I am honored to have the opportunity to share this time with you tonight, talk with you about Tina and about the issue of domestic violence. Clearly domestic violence seriously affects all of us—in the home, the workplace, and the community. I can't help wondering where do we go from here? The answer I came up with is that we come together to make it stop. We get informed and we get involved. We start a ripple affect that reverses the one I mentioned earlier, a ripple affect that teaches human beings the value of human beings, that protects victims, and provides access to help in the community and through the workplace.
My very wise wife frequently uses a statement that seems very appropriate to end with now. "When we stand alone, nothing changes. When we stand together, everything can."

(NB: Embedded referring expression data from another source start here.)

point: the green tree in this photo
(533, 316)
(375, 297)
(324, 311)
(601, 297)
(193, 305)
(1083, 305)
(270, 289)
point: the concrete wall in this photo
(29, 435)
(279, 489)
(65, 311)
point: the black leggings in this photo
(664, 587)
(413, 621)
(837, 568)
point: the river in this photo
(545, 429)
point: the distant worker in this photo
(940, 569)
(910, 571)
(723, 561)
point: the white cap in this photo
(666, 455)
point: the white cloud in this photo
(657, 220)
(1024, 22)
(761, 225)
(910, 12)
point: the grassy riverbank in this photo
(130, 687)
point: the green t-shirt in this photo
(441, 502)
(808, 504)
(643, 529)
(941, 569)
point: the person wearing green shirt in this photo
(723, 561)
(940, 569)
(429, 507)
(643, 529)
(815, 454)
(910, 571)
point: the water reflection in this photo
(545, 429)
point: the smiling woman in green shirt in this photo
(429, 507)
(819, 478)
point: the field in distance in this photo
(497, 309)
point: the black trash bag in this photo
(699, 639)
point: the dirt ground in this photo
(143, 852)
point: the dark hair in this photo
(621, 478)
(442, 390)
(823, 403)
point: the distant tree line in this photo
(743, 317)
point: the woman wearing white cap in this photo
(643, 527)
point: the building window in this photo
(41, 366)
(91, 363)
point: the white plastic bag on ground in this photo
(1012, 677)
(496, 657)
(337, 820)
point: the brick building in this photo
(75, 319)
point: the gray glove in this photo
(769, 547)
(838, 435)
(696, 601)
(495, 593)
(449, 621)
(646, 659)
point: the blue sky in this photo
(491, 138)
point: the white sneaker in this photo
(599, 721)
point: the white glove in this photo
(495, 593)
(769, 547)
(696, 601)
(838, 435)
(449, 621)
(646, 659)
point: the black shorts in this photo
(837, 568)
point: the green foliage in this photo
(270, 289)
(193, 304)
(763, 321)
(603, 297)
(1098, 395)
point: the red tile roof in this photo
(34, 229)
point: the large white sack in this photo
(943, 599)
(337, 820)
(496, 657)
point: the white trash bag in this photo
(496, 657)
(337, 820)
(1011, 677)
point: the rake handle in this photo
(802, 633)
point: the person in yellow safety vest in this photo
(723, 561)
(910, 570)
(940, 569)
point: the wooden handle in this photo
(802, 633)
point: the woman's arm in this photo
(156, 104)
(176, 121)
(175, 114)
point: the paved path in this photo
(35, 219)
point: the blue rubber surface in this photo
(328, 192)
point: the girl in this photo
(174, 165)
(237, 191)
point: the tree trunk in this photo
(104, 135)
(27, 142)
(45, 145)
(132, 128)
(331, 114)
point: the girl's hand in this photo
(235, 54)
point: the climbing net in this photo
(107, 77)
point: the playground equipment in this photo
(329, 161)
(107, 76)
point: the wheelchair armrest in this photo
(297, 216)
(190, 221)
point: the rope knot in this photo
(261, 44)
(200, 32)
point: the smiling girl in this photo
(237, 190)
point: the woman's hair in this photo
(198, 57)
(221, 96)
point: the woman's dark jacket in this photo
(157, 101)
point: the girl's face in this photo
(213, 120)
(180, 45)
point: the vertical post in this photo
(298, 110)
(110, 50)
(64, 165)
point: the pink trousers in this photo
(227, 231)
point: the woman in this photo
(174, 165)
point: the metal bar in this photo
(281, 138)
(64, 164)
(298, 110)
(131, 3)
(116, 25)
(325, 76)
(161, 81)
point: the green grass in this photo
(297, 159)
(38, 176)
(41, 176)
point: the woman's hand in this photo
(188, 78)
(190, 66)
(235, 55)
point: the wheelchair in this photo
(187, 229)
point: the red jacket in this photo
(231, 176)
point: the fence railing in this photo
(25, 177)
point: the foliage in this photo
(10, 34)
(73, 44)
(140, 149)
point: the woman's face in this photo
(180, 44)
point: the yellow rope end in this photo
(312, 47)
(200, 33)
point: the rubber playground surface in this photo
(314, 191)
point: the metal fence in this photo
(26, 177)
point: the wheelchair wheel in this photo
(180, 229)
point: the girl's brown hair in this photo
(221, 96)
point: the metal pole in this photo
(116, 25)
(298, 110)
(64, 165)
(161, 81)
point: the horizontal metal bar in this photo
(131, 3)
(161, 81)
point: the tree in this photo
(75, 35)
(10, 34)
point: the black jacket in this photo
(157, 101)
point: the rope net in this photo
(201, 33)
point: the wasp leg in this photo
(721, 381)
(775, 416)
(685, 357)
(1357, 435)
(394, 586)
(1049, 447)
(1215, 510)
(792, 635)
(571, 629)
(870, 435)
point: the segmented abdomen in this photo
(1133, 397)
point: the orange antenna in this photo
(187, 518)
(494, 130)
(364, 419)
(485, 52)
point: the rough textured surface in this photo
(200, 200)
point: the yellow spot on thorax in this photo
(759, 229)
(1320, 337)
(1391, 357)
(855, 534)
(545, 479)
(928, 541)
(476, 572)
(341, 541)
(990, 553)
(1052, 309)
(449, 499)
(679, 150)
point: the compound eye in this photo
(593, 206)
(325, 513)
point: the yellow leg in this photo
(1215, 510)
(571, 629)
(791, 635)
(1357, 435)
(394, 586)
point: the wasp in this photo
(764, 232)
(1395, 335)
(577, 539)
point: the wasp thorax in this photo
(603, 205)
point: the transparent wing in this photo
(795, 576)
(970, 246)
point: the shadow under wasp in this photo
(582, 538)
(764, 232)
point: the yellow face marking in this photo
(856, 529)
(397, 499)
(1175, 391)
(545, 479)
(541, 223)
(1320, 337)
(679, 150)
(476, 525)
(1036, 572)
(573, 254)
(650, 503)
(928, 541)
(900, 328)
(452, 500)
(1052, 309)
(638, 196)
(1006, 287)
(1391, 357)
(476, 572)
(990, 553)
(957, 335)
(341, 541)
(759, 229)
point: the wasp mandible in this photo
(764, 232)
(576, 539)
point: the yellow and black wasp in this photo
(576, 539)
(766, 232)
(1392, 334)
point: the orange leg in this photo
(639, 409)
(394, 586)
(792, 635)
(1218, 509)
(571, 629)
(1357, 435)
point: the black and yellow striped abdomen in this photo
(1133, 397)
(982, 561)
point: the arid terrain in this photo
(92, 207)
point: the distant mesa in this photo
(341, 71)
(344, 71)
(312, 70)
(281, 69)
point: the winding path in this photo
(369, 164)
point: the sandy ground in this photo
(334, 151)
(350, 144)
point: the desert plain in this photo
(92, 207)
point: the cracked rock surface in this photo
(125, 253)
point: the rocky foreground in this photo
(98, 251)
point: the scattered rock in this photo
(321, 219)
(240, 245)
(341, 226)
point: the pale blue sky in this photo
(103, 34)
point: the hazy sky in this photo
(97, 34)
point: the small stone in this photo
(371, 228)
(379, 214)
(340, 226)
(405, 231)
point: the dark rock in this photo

When my husband told me what happened to Tina, he said "Please don't ever think that what you do doesn't matter. Maybe if we would have known better what we could have done at our workplace, Tina's situation may have had a different outcome. We know we can't save Tina now, but we can do something in her honor in hopes that we can help prevent this from happening to anyone else."
Please remember—what you do to prevent partner violence in your workplaces matters where it counts most—in changing people's lives. Thank you for being part of the "ripple effect" that works to end partner violence.